When investing in bonds, stocks, or mutual funds,
investors have the opportunity to increase their rate of return by timing the market - investing when stock markets go up and selling before they decline. A good investor can either time the market prudently, select a good investment, or employ a combination of both to increase his or her rate of return. However, any attempt to increase your rate of return by timing the market entails higher risk. Investors who actively try to time the market should realize that sometimes the unexpected does happen and they could lose money or forgo an excellent return.




Timing the market is difficult. To be successful, you have to make two investment decisions correctly: one to sell and one to buy. If you get either wrong in the short term you are out of luck. In addition, investors should realize that:

1. Stock markets go up more often than they go down.

2. When stock markets decline they tend to decline very quickly. That is, short-term losses are more severe than short-term gains.

3. The bulk of the gains posted by the stock market are posted in a very short time. In short, if you miss one or two good days in the stock market you will forgo the bulk of the gains.



Not many investors are good timers. "The Portable Pension Fiduciary," by John H. Ilkiw, noted the results of a comprehensive study of institutional investors, such as mutual fund and pension / retirement fund managers. The study concluded that the median money manager added some value by selecting investments that outperform the market. The best money managers added more than 2 percent per year due to stock selection. However the median money manager lost value by timing the market. Thus, investors should realize that marketing timing can add value but that there are better strategies that increase returns over the long term, incur less risk, and have a higher probability of success.

One of the reasons why it is so difficult to time correctly is due to the difficulty of removing emotion from your investment decision. Investors who invest on emotion tend to overreact: they invest when prices are high and sell when prices are low. Professional money managers, who can remove emotion from their investment decisions, can add value by timing their investments correctly, but the bulk of their excess rates of return are still generated through security selection and other investment strategies. Investors who want to increase their rate of return through market timing should consider a good Tactical Asset Allocation fund.
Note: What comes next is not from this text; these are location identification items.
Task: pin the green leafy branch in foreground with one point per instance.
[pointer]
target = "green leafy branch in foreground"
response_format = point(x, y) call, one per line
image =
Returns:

These funds aim to add value by changing the investment mix between cash, bonds, and stocks following strict protocols and models, rather than emotion-based market timing.



In conclusion, there are 3 keys to have a successful unit trust / mutual fund investment.

1. Well diversified in a complete investment portfolio.
2. With a strong holding power for long term (at least 10 years)
3. Without any "investment emotion" involved.


Comments

  1. Hi,
    I would like to inquire more on the 1st point in your conclusion: well diversified in a complete investment portfolio. In your opinion, which one is better:

    1) to invest (let's say RM10,000) in a mutual fund that has a a diversified portfolio (as you say, tactical asset allocation or mixed asset); or

    2) to invest the same amount of RM10,000 in multiple portfolios separately (eg. some in stocks, some in bonds, money market etc)?

    ReplyDelete
    Replies
    1. Hi Izaf,
      It depend on few factors, such as investor's investment objective, risk profile, time horizon and etc.
      And the same time, is the RM10k the only fund that for the whole investment or the investor can come out new top up for the future, lump sum or regular..?
      Another factor to consider is domestic market and global market situation.
      Beside looking at unit trust fund portfolio, is the investor consider about bigger picture such as his/her personal whole asset allocation or portfolio management.
      All of the above need to be factor in if we are talking about personal financial planning.

      I hope my simple points meet your expectation on your questions.